Expect some changes to Supernormal in the next couple of months. I intend to keep my New Year’s resolution, which is to leave Substack! I’m currently looking into solutions so that the experience on your end—the receipt of my writing via email—doesn’t change all that much. What probably will change is schedule and content.
For example, I know that people like my more developed essays on background music and liked TikToks, and pressuring myself to produce weekly means I have less time to work on these. I also want to work more on reviews, since I love writing reviews. I think these two problems solve each other? But I want to be thoughtful and intentional with any changes I make, so it’ll take me a minue to iron it all out. I think December I’ll go on a posting hiatus.

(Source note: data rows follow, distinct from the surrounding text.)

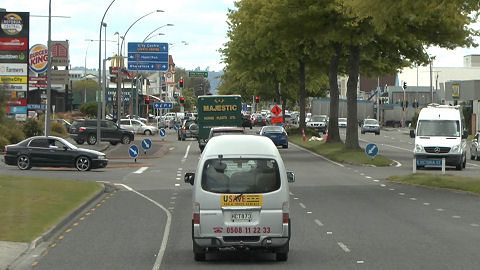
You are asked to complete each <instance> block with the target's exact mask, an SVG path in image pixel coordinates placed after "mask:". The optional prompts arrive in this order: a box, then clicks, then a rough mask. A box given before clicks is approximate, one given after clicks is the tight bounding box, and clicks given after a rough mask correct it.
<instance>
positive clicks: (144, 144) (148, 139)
mask: <svg viewBox="0 0 480 270" xmlns="http://www.w3.org/2000/svg"><path fill="white" fill-rule="evenodd" d="M142 148H143V150H148V149H150V148H152V141H151V140H150V139H149V138H145V139H143V141H142Z"/></svg>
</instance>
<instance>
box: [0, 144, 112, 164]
mask: <svg viewBox="0 0 480 270" xmlns="http://www.w3.org/2000/svg"><path fill="white" fill-rule="evenodd" d="M5 164H7V165H17V167H18V168H19V169H20V170H28V169H30V168H32V167H37V166H45V167H74V168H76V169H77V170H79V171H89V170H90V169H96V168H105V167H106V166H107V164H108V159H107V157H106V155H105V154H104V153H102V152H98V151H94V150H89V149H83V148H78V147H76V146H75V145H73V144H71V143H69V142H68V141H66V140H64V139H62V138H58V137H54V136H48V137H47V136H36V137H30V138H28V139H25V140H23V141H21V142H19V143H17V144H11V145H7V146H5Z"/></svg>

What absolutely will not change: it will be my words, and my views on underappreciated culture. It will be dumb approaches to big ideas, and big approaches to dumb ideas. Also the name “Supernormal,” which I still really like.
Anyway, thanks again!
DR
No clipping, btw, is gaming terminology. It refers to objects in a video game world that appear solid, but aren’t, so that it’s possible to walk (or “clip”) through them. The association here comes from the unsettling feeling of clipping outside of a game’s pre-defined area, and suddenly being left to wander a space you were never intended to be. Good video on the subject.